BEIJING (Reuters) -China will strive to stabilise the economy and will use various policy tools to support employment, state media quoted the cabinet as saying on Wednesday.
China’s fiscal and monetary policy will prioritise employment, and various policy tools will be used to help stave off job losses, the cabinet was quoted as saying after a regular meeting.
“The new downward pressure on China’s economy increased further in April due to the larger than expected impact from a new round of the pandemic and changes in the international situation,” the cabinet said.
The economy has taken a hit as local authorities raced to stop the spread of record COVID-19 cases, which have led to a full or partial lockdown in dozens of Chinese cities, including a city-wide shutdown in the commercial hub of Shanghai.
The official jobless rate hit 5.8% in March, a near two-year high.
China will exempt interest payments on student loans due this year for college graduates of this year and last year, the cabinet said.
Price stability, grain output and goods supplies will be ensured, it added.
An additional 50 billion yuan ($7.45 billion) in renewable energy subsidies will be allocated for central-government backed power firms, the cabinet said.
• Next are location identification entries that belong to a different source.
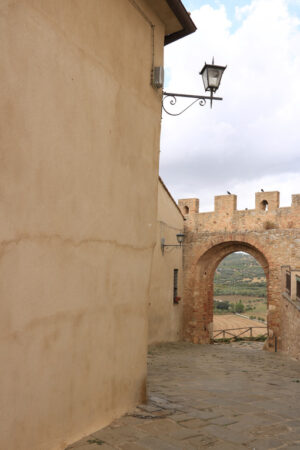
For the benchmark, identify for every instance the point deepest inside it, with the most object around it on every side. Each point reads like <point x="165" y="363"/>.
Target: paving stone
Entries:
<point x="194" y="423"/>
<point x="222" y="397"/>
<point x="224" y="420"/>
<point x="267" y="444"/>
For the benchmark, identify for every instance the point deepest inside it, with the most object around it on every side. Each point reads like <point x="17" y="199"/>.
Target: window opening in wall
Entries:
<point x="240" y="297"/>
<point x="298" y="288"/>
<point x="288" y="283"/>
<point x="175" y="286"/>
<point x="264" y="205"/>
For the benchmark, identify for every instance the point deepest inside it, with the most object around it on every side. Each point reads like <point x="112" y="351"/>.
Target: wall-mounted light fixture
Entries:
<point x="180" y="239"/>
<point x="211" y="75"/>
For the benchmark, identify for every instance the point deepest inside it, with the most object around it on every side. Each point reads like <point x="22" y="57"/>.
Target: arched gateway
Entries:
<point x="271" y="236"/>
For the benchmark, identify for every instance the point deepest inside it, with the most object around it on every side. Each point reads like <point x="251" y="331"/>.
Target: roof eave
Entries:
<point x="188" y="26"/>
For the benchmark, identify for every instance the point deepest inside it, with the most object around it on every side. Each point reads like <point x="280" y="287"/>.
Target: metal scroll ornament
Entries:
<point x="170" y="100"/>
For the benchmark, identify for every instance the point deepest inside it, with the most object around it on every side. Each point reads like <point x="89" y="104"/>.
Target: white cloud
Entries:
<point x="251" y="140"/>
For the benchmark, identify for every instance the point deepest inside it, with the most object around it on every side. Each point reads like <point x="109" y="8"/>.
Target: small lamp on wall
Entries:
<point x="211" y="76"/>
<point x="180" y="238"/>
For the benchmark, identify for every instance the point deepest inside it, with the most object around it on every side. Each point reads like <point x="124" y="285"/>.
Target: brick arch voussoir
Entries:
<point x="207" y="254"/>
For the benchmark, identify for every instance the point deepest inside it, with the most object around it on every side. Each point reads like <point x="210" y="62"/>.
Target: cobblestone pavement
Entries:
<point x="223" y="397"/>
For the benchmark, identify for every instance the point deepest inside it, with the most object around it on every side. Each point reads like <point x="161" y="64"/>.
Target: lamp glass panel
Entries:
<point x="180" y="238"/>
<point x="205" y="78"/>
<point x="214" y="78"/>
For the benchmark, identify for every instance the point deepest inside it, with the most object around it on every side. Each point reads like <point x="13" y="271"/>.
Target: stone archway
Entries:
<point x="198" y="312"/>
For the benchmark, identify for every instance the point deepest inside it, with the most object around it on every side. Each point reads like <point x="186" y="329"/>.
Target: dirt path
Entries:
<point x="220" y="397"/>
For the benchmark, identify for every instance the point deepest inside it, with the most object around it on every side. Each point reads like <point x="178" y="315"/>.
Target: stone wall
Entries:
<point x="271" y="235"/>
<point x="290" y="326"/>
<point x="165" y="316"/>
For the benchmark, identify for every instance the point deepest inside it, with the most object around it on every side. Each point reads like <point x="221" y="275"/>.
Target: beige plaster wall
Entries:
<point x="165" y="317"/>
<point x="80" y="128"/>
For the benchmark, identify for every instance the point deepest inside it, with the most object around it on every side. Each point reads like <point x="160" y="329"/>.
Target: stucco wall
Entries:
<point x="80" y="128"/>
<point x="165" y="317"/>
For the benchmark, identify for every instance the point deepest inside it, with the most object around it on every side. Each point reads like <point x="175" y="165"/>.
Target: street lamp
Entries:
<point x="211" y="75"/>
<point x="180" y="239"/>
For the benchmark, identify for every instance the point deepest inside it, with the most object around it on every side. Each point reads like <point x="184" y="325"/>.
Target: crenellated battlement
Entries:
<point x="225" y="217"/>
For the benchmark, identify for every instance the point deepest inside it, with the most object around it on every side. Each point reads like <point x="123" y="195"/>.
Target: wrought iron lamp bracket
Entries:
<point x="171" y="97"/>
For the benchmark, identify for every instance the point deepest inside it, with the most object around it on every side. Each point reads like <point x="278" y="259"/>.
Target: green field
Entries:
<point x="240" y="286"/>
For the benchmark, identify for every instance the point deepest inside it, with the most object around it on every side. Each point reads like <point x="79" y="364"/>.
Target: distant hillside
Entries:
<point x="240" y="274"/>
China will also expand effective investment by channeling more private funds into infrastructure projects via issuance of real estate investment trusts (REITs), the cabinet said.
The China Securities Regulatory Commission (CSRC) said in a separate statement that it would launch a special corporate financing scheme in its unwavering support to the private economy.
The scheme is funded by state-owned China Securities Finance Corp, and will support private firms with good prospects and competitive technology, the CSRC said.